Denzel Washington wraca na wielki ekran, tym razem w roli doświadczonego pilota samolotów linii komercyjnych. Grany przez niego Whip Whitaker jest lotnikiem niezwykle pewnym swoich umiejętności i znajomości techniki pilotażu. Jego pewność siebie graniczny z pychą. Daje się nieco ponieść rutynie, ale w jego stylu można dostrzec wirtuozerię. Wydaje się, że zna i rozumie zasady nieba lepiej niż ktokolwiek inny, a kokpit samolotu jest jego naturalnym środowiskiem. Ale istnieje też druga strona medalu. W życiu prywatnym jest rozwiedzionym i skłóconym z żoną niewolnikiem swoich nałogów – seksu, alkoholu i narkotyków. Co gorsza, popija nawet w samolocie, siedząc za sterami maszyny, w której oprócz niego leci załoga i niespełna stu pasażerów. W trakcie lotu dochodzi do awarii. Samolot zaczyna nagle tracić wysokość i tragedia wydaje się nieunikniona. Dzięki opanowaniu i niezwykłym umiejętnościom pilotażu Trevorowi udaje się posadzić samolot gdzieś na polu nieopodal lotniska. W katastrofie giną dwie stewardessy oraz czterech pasażerów. Pilot zostaje obwołany bohaterem, ale równocześnie śledztwo rozpoczęte natychmiast po katastrofie ujawnia, że w czasie lotu był pod wpływem alkoholu i heroiny. W szpitalu Whip spotyka wykolejoną Nicole, która zagubiona w swoim narkotykowym nałogu przedawkowała i niemal przypłaciła to życiem. Jest też pacjent onkologii, który zmaga się z rakiem, ale nie traci humoru i traktuje życie jak jakiś wielki kosmiczny żart. To przypadkowe spotkanie przechyla szalę. Whip postanawia skończyć z dawnym życiem, zrezygnować z nałogów, które go niszczyły. Ale czy wytrzyma w swoim postanowieniu?

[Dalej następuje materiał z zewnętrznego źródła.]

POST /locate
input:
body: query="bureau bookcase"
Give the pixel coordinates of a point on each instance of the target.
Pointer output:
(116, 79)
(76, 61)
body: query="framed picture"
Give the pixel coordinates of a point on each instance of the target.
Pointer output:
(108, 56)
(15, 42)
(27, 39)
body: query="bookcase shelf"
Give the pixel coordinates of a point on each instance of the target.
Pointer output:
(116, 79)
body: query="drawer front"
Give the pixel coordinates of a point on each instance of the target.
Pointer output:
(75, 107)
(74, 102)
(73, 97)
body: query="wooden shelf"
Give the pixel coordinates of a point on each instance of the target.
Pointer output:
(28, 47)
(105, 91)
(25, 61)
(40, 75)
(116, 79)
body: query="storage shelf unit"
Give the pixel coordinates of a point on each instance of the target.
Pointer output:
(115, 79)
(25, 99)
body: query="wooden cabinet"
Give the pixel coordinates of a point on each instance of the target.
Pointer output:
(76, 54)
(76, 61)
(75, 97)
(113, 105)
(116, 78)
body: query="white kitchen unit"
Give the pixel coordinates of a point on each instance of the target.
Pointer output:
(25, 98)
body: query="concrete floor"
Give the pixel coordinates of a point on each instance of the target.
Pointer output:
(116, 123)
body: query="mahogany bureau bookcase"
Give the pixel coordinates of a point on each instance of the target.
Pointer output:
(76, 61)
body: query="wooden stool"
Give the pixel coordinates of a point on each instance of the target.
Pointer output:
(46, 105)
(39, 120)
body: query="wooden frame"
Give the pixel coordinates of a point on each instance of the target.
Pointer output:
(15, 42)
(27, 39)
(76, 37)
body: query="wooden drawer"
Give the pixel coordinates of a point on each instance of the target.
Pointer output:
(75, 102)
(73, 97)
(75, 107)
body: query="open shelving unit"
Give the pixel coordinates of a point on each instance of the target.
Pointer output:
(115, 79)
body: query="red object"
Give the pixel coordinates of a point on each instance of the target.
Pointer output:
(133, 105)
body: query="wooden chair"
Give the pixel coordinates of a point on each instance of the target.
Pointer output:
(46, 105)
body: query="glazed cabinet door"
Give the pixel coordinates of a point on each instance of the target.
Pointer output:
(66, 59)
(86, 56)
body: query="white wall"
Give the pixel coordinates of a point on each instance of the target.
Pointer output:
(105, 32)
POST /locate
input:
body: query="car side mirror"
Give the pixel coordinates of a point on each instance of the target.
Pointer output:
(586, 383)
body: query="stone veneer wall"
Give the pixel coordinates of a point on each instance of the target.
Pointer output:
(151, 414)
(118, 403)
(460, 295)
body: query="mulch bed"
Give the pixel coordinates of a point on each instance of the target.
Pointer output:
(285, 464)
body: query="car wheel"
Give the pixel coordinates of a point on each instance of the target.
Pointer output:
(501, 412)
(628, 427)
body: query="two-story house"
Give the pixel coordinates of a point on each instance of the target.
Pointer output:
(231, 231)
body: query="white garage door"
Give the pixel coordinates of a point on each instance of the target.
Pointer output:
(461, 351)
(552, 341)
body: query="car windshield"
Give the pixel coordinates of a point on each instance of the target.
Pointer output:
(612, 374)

Lot jest opowieścią o alkoholiku, który szuka prawdy o sobie samym. Próbuje on wyjść ze świata kłamstw, w którym żyje od jakiegoś czasu. Jednak jest to o wiele trudniejsze, niż mu się początkowo wydawało, gdyż tak naprawdę walczy z samym sobą i nie do końca zdaje sobie z tego sprawę. Jak zwykle bywa w przypadku alkoholików, bohater nie dopuszcza do siebie myśli, że nałóg nad nim panuje i jest przekonany, że może skończyć z piciem, kiedy tylko będzie chciał. Nie potrafi przyznać przed samym sobą, że ponosi choć część winy za to, co się stało. Za wszelką cenę chce przeforsować swoją wizję zdarzeń. Jest świadomy, że gdyby nie jego umiejętności, katastrofy nie przeżyłby nikt. Gdyby samolot pilotował ktoś inny, rozpadłby się na szczątki. Ale z drugiej strony być może gdyby nie jego pycha, gdyby nie był na „podwójnym gazie”, wypadek w ogóle by się nie zdarzył. Pojawiają się pytania o to, jaką część winy ma Whip na swoim sumieniu i czy dostrzega ją rzeczywiście, czy też jego postawa po wypadku jest tylko grą, próbą przekonania samego siebie, że wszystko jest w porządku? Czy wobec tego, że tak wielu ludzi zawdzięcza mu życie, sąd może, albo czy powinien, pozbawić go wolności? Bo jednak pilotując pod wpływem środków odurzających złamał prawo i naraził życie stu osób. Sprawa jest bardzo niejednoznaczna moralnie i wymaga głębokiego przemyślenia. Prawo jest w tej kwestii jasne, ale współpracownicy Whipa pracują nad tym, aby tajemnica nie wyszła na jaw.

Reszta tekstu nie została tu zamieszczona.